Ricinocarpos gloria-medii is a species of flowering plant in the family Euphorbiaceae and is endemic to the Northern Territory of Australia. It is a spreading, monoecious or dioecious shrub with linear leaves and male and female flowers arranged singly or in small groups.

==Description==
Ricinocarpos gloria-medii is a spreading monoecious or dioecious shrub that typically grows to height of up to 2 m with rusty-hairy young branchlets. The leaves are linear, 25–60 mm long and 1.3–3.5 mm wide on a densely hairy petiole 2–3 mm long. The upper surface of the leaves is more or less glabrous and the lower surface is covered with soft, white, woolly hairs. The flowers are arranged singly, or with two to four male flowers, or one female surrounded by up to four male flowers.
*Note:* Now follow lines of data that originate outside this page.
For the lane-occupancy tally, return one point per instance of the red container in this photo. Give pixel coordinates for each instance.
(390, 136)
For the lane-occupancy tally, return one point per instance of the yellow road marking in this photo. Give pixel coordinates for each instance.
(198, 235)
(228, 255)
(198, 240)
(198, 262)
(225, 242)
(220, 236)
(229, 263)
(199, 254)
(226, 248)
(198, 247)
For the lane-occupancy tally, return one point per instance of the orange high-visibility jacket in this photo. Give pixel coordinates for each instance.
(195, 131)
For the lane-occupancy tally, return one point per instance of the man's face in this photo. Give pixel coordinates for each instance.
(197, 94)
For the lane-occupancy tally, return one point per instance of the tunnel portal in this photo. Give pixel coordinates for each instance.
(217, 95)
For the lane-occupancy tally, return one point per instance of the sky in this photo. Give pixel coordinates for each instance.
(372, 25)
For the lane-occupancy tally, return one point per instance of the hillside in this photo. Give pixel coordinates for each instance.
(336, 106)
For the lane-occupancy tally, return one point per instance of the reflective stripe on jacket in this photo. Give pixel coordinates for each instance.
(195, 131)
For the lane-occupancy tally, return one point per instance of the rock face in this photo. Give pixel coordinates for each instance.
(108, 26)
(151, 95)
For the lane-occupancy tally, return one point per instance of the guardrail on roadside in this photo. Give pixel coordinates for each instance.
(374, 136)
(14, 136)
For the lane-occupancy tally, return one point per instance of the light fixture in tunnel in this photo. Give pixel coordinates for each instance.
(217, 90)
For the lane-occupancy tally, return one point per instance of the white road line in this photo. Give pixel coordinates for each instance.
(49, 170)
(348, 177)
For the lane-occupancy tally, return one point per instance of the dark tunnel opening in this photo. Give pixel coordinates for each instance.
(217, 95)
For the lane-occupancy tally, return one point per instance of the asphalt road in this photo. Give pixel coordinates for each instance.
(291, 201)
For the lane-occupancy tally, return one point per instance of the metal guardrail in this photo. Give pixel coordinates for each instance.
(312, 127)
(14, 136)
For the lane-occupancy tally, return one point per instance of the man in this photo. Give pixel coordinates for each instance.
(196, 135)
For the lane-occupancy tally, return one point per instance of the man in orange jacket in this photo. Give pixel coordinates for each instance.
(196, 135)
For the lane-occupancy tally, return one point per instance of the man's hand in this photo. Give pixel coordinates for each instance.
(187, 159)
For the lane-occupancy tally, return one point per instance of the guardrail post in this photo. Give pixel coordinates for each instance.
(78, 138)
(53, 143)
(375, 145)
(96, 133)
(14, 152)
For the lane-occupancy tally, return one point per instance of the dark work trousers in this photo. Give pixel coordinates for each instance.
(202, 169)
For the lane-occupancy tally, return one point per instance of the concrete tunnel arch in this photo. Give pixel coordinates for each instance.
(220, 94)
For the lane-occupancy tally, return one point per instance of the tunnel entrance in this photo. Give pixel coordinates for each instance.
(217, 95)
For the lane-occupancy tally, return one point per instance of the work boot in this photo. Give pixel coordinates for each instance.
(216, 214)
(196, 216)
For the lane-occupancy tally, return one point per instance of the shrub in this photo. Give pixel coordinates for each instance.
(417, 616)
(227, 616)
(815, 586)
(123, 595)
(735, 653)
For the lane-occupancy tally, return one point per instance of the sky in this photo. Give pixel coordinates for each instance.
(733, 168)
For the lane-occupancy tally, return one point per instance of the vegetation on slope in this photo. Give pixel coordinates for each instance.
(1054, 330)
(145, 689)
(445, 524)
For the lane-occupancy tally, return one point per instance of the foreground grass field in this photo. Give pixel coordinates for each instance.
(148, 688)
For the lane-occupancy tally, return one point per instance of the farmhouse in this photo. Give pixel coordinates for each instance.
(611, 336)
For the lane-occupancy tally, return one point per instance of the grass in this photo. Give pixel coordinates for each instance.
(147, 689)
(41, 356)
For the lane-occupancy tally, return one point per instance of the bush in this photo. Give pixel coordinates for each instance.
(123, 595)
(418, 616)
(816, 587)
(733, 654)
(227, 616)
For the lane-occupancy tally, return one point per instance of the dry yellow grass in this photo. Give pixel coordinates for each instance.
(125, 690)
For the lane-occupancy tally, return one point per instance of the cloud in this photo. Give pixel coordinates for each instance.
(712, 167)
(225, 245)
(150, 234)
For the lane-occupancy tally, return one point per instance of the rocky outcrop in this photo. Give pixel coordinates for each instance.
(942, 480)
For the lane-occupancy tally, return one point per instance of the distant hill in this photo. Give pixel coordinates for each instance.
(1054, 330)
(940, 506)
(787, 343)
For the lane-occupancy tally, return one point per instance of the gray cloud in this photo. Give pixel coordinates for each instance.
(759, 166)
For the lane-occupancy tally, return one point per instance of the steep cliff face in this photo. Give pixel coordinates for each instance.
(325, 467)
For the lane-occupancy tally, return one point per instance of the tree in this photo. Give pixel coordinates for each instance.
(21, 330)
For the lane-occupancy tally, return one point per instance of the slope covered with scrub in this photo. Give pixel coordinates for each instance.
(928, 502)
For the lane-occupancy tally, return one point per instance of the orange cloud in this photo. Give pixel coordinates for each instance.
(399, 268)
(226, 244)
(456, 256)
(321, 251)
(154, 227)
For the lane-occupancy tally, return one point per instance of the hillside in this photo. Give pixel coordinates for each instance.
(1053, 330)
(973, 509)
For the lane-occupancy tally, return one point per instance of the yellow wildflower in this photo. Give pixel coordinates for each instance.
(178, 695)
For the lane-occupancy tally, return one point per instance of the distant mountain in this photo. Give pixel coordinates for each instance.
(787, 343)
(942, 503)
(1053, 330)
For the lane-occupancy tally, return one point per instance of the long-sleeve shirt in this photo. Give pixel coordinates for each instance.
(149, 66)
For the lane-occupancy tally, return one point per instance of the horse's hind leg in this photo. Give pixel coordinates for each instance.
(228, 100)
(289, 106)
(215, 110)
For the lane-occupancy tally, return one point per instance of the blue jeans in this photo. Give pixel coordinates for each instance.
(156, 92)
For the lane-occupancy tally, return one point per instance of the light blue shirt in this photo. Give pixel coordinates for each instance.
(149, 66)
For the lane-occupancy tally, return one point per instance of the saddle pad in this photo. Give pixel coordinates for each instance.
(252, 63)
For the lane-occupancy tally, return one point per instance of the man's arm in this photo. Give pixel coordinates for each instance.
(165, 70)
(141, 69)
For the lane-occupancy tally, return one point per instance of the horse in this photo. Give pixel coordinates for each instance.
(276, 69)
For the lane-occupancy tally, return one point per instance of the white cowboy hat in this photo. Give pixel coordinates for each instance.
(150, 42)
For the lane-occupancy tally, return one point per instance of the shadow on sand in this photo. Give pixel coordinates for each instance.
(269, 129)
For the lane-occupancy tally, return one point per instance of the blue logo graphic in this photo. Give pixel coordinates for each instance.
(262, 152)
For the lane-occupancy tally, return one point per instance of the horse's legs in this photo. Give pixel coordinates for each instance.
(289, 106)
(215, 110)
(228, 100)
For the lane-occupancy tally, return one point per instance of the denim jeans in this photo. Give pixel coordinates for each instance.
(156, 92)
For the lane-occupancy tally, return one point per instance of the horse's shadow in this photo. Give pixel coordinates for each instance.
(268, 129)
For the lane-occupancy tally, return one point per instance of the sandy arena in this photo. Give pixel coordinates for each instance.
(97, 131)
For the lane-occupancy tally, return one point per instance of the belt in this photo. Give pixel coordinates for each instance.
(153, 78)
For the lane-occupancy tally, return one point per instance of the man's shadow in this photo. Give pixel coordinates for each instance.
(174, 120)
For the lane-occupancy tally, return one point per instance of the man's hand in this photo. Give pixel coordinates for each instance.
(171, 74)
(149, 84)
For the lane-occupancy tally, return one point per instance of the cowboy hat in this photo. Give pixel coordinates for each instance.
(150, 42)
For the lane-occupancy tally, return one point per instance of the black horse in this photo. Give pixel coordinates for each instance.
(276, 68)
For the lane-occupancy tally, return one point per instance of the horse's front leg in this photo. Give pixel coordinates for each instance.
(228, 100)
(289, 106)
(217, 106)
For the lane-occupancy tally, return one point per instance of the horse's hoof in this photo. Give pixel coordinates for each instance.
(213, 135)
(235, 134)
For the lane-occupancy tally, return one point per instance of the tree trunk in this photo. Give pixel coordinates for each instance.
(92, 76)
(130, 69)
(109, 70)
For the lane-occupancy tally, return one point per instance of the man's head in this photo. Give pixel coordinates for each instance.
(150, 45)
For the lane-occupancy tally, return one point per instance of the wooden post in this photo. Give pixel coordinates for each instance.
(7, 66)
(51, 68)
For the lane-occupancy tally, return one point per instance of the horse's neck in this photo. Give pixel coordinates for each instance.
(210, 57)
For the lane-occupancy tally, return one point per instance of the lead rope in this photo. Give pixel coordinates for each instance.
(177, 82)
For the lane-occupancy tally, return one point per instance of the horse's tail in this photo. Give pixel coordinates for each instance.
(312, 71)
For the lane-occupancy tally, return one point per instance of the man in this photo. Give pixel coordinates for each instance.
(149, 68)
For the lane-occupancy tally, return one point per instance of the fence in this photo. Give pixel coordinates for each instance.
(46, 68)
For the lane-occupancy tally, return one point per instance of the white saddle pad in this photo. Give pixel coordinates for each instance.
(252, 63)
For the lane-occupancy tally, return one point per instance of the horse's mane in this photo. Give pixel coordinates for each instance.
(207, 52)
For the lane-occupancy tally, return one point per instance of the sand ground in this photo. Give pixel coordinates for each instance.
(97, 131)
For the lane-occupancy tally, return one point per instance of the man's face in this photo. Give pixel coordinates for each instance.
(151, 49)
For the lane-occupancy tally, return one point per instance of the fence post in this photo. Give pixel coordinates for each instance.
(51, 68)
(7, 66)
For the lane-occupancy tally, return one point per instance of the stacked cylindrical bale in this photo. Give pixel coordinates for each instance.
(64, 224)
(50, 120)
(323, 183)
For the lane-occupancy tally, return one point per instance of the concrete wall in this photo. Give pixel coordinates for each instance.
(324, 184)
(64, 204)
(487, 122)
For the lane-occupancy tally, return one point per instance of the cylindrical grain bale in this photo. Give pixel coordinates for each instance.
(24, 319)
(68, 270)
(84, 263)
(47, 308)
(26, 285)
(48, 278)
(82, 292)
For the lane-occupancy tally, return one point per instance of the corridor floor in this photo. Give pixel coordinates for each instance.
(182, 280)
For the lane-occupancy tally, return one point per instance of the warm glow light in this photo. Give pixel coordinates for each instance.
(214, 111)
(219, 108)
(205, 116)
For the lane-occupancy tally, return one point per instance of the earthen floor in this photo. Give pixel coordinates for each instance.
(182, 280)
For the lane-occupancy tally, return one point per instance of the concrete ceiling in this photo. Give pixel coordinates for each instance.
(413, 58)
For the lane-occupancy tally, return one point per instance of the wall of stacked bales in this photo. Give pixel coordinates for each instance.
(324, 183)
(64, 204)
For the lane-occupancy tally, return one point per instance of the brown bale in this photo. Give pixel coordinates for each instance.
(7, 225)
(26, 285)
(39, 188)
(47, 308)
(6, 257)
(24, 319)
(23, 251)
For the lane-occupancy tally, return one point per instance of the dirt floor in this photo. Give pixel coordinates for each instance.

Male flowers are on a slender, densely hairy pedicel 7–17 mm long, the sepals covered with woolly, white, star-shaped hairs on the inside surface. The sepal lobes of male flowers are egg-shaped, 4.5–7 mm long and the petals egg-shaped, white or cream-coloured, 7–11 mm long and 3–5 mm wide. Female flowers are on a stout pedicel 10–15 mm long, the sepals densely hairy on the inside surface, the petals white or cream-coloured, 6.5–8 mm long and 3–4 mm wide. Flowering has been observed in June and July, and the fruit is a more or less spherical capsule 10–11 mm long and wide.

==Taxonomy and naming==
Ricinocarpos gloria-medii was first formally described in 1975 by James Hamlyn Willis in the journal Muelleria, from specimens collected at Simpsons Gap in 1972. The specific epithet (gloria-medii), means "glory of the centre".

==Distribution and habitat==
This species grows in sheltered places in dry watercourses and at the base of cliffs in the MacDonnell Ranges in the Northern Territory.